Health officials of Krishnagiri and Dharmapuri districts will conduct a detailed inquiry into maternal deaths that had reportedly occurred due to “haemolytic reactions” last year, according to a top health department source. The women had died at the Government Medical College Hospital in Dharmapuri and government hospitals in Krishnagiri and Hosur.
A senior official of the Health Department said they have asked the local authorities to conduct further investigation after these deaths were noted during the routine maternal death audit. “We have asked the local authorities to take up further investigation into these deaths. We have asked for details including on storage of blood. We need details on what exactly happened for us to take action on individuals,” the official said. Action will be based on the outcome of the inquiry.
An official said during the maternal death audit when the causes of death are analysed, they found a higher number of deaths due to “haemolytic reactions” that is due to blood transfusion in these specific areas — Dharmapuri and Krishnagiri.
The role of three medical officers, 20 nurses and six technicians attached to the blood banks in the three government hospitals in Dharmapuri and Krishnagiri districts will be investigated. A routine audit of the blood banks spotted certain flaws at the facilities in Dharmapuri, Krishnagiri and Hosur. “The blood banks were not operating as per the National AIDS Control Organisation norms. Based on the recommendations of experts, departmental disciplinary action is being taken on the employees including doctors,” an official said.

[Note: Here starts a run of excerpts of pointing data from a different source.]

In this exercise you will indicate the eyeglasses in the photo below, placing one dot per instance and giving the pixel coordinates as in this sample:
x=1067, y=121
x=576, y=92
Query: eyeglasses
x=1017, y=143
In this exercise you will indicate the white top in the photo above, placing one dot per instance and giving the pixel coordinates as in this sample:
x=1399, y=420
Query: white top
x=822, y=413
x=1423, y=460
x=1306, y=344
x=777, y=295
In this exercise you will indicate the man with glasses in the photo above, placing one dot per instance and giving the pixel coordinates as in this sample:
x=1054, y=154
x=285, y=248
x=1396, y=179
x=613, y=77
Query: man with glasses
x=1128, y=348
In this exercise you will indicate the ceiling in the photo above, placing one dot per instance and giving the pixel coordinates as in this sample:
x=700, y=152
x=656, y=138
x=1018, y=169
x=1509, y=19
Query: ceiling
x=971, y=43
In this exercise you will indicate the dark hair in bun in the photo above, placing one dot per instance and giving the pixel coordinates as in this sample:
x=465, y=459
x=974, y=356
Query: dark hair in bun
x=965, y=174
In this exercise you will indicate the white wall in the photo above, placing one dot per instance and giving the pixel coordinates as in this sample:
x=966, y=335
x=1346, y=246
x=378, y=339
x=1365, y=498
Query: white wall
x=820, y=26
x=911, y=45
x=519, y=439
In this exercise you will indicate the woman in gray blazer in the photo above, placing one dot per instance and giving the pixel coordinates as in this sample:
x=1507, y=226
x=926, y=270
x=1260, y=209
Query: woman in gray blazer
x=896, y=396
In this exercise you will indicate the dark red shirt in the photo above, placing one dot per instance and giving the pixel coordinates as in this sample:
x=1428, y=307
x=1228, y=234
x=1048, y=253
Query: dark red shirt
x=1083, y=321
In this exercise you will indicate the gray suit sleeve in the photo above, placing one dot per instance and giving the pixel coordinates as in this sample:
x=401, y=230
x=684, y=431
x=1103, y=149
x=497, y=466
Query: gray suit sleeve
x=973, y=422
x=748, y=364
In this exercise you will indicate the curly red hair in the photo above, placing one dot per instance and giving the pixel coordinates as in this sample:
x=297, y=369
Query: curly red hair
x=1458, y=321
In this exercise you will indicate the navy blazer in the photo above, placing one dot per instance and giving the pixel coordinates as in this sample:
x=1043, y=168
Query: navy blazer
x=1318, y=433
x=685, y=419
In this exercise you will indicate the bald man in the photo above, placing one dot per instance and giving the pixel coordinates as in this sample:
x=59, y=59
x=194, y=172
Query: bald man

According to Srinivasraj, Dean, Dharmapuri Government Medical College Hospital, deaths of two women had occurred between June and December last year. But there was no evidence of haemolysis. “The women had come in for labour and were admitted with severe anaemia. One was given emergency blood transfusion (for severe anaemia), and another was given elective transfusion (for temporary anaemia).
One patient went into trauma two hours after the transfusion and another half an hour after the transfusion. He said reverse Coomb test was taken to check for haemoglobin in urine. It works to check if the body rejected the transfused blood, when there is a mismatch between the blood transfused and the blood of the patient. “Haemolytic reaction will be reflected in the urine. There was no reaction, and the test was negative.”
When contacted, Ashok Kumar, Joint Director of Health, Krishnagiri said, two women had died after transfusion, possibly from reaction – one was after 3 hours, and another was within 10 minutes of the transfusion. “Deaths have occurred everywhere in Salem, Dharmapuri and not just Krishnagiri and Hosur. At present, we cannot disclose anything since we are yet to receive any memo from our directorate. So, no explanation can be given.”